Baker then was cast as a Mexican named Vamanos in Bradbury’s The Wonderful Ice Cream Suit, and his often ad-libbed performance impressed the creators of Good Morning World. (It also helped that Baker had appeared in two final-season episodes of The Dick Van Dyke Show.)
Good Morning World, delayed a season because Persky and Denoff were starting That Girl for Marlo Thomas, also featured Julie Parrish as Baker’s onscreen wife; Goldie Hawn — in her first professional role — as her wacky friend; and Billy De Wolfe at the station manager. (After the series was canceled, Hawn was quickly hired for Rowan & Martin’s Laugh-In.)

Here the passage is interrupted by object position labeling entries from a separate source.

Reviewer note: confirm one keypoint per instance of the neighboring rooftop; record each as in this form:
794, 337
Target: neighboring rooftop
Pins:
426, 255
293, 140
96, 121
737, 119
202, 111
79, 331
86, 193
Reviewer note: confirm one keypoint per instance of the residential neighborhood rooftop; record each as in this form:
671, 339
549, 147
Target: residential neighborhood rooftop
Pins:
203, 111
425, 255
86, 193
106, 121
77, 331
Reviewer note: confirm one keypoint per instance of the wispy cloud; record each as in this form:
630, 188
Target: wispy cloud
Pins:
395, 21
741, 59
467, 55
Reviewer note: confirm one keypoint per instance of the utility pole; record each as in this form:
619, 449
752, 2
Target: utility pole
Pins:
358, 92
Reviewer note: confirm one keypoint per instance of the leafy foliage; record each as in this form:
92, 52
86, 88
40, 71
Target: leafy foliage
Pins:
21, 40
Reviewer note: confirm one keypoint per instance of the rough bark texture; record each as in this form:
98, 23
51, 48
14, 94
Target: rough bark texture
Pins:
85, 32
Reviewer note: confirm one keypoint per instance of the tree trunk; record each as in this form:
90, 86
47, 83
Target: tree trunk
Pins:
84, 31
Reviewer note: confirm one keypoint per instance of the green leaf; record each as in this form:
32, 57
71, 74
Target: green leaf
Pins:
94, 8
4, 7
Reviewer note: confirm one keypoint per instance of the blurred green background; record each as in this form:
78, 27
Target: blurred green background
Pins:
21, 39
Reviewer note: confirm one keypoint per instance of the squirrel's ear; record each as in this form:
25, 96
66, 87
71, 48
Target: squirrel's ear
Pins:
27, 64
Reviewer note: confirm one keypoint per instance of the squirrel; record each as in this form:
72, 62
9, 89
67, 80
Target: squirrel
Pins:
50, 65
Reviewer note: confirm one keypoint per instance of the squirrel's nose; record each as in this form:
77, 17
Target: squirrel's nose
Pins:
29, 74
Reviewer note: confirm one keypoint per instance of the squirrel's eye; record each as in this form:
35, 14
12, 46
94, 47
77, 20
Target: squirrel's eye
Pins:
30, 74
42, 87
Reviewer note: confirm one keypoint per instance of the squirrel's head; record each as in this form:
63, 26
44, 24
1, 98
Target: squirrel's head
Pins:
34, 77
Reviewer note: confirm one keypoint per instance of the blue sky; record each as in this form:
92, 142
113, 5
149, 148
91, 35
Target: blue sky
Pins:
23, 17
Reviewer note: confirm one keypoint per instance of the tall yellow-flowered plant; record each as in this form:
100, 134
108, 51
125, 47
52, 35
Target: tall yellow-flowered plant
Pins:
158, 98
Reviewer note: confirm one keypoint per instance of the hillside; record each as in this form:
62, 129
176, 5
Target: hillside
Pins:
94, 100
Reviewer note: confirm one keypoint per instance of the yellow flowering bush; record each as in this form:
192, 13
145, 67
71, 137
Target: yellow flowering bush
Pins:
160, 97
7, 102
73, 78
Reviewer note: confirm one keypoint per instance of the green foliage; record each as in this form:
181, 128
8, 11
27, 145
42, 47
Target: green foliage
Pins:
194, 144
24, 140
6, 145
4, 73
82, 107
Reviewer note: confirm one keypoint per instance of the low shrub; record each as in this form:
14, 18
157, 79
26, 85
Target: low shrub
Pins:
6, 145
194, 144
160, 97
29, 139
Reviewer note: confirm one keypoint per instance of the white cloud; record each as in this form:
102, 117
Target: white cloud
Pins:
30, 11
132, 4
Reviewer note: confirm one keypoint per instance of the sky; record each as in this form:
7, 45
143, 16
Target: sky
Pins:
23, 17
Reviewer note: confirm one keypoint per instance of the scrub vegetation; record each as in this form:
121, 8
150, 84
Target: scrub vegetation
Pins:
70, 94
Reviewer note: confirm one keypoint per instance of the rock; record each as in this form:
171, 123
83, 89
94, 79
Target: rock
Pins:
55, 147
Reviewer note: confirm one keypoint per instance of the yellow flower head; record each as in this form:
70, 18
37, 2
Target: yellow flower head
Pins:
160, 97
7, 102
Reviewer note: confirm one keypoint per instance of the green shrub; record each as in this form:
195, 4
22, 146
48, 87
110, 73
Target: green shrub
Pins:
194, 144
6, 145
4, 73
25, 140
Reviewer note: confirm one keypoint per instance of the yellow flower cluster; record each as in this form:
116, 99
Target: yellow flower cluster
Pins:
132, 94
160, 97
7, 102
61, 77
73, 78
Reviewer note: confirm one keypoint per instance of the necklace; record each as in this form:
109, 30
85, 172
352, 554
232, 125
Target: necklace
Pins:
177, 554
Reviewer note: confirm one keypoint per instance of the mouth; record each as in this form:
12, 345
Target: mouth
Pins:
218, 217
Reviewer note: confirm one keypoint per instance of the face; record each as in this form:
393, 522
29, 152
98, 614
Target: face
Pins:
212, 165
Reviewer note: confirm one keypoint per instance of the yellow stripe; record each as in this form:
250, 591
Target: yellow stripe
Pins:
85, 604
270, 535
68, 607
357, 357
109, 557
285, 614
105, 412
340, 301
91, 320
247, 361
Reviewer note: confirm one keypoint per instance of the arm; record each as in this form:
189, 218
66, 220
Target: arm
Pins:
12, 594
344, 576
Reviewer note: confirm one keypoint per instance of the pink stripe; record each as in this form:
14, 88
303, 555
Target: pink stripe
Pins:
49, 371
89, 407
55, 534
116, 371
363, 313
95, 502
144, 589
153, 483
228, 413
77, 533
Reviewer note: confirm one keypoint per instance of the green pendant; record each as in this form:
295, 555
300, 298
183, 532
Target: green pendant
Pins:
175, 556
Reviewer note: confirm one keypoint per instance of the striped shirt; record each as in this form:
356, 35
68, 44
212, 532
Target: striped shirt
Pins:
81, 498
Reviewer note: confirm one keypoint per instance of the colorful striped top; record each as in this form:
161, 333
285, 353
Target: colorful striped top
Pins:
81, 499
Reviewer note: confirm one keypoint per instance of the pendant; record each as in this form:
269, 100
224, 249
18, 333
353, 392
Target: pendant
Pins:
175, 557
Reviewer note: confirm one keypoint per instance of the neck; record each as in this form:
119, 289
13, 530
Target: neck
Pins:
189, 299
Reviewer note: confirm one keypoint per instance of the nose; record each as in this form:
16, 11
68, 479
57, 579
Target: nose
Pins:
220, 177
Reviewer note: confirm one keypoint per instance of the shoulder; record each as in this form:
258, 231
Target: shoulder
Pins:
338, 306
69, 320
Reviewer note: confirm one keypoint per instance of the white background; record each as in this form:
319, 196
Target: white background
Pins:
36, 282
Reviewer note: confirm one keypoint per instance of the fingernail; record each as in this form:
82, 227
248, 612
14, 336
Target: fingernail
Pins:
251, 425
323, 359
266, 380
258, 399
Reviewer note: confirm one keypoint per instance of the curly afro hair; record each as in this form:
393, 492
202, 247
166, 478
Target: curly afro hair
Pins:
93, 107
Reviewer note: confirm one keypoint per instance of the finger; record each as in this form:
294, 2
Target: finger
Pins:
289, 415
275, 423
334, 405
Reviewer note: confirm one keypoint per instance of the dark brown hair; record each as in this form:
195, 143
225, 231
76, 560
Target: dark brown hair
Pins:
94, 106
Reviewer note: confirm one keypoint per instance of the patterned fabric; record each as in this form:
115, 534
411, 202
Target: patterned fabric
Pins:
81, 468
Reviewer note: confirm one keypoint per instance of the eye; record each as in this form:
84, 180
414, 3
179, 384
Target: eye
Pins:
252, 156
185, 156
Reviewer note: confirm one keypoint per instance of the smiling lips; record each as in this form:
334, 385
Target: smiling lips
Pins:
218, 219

Baker also appeared in the Disney films The Adventures of Bullwhip Griffin (1966), Blackbeard’s Ghost (1968) and Superdad (1974); was a regular on two other short-lived shows, Stone and The Six O’Clock Follies; and guest-starred on Alfred Hitchcock Presents, F Troop, Mannix, Medical Center and Quincy M.E., among many other series.
Survivors include his fourth wife, Megan; his daughters, Ricka and Michelle; his son, Scott; his stepdaughters, Emma and Eliza; and his grandchildren, Sofia, Amelia, Finn, Avery, Zach and Monty.
Baker also was married to actress Joan Blackman from 1959 until their 1961 divorce, to Joyce Harriet Winter from 1961 until their 1975 divorce and to lyricist, singer, songwriter and poet Dory Previn (Andre Previn‘s ex-wife) from 1984 until her 2012 death. He illustrated The Dory Previn Songbook, published in 1995, and some of her other books.
See some of his paintings here.
At the end of the day, Baker considered himself foremost a painter. “I was not interested in stardom, in fact I was embarrassed by it,” he said. “I was the wrong type of person to be an actor.”